Comment by drstewart
12 days ago
>has already sanctioned EU judges for doing their jobs when their job is against US interests.
Wow, this is scary. I assume EU would never punish US companies for doing their jobs when their job is against EU interests?
A judge making a ruling to listen to a case, issuing arrest warrants so those cases can proceed (arrest does not mean proven guilty!), is not supposed to be a valid target.
Great, then when American judges rule that Maduro is a valid arrest target, then no one in the EU can complain.
The equivalent here would be if that American judge was sanctioned by the EU for issuing the arrest warrant for Maduro. Or would be, if Venezuela was an ally of the EU.
That Maduro was a head of state and still subject to an extraordinary rendition means that now the EU has to worry about EU heads of state being violently extradited to the USA. Not because anyone in the EU cares about Maduro himself, but because the US has signalled by doing this that they don't care about the old rules.

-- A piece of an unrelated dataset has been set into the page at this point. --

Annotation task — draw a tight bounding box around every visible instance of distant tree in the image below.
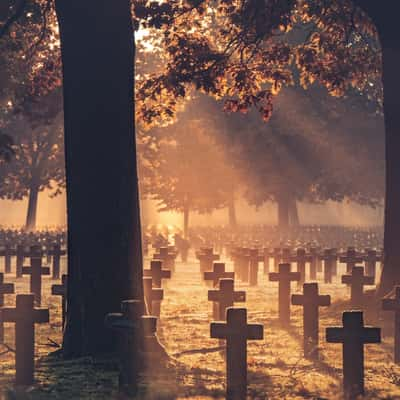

Sanctioning is now the same as complaining, apparently.
Someone is concerned about the US personally sanctioning EU judges, you make some false equivalence about EU sanctioning US companies, and then again about EU citizens complaining about US judges.
Is this all you do? It's not helping whatever case you have.
Why are you comparing US companies to EU judges? To me it seems like private business in the US is much more involved in the legislative than the judicative branch.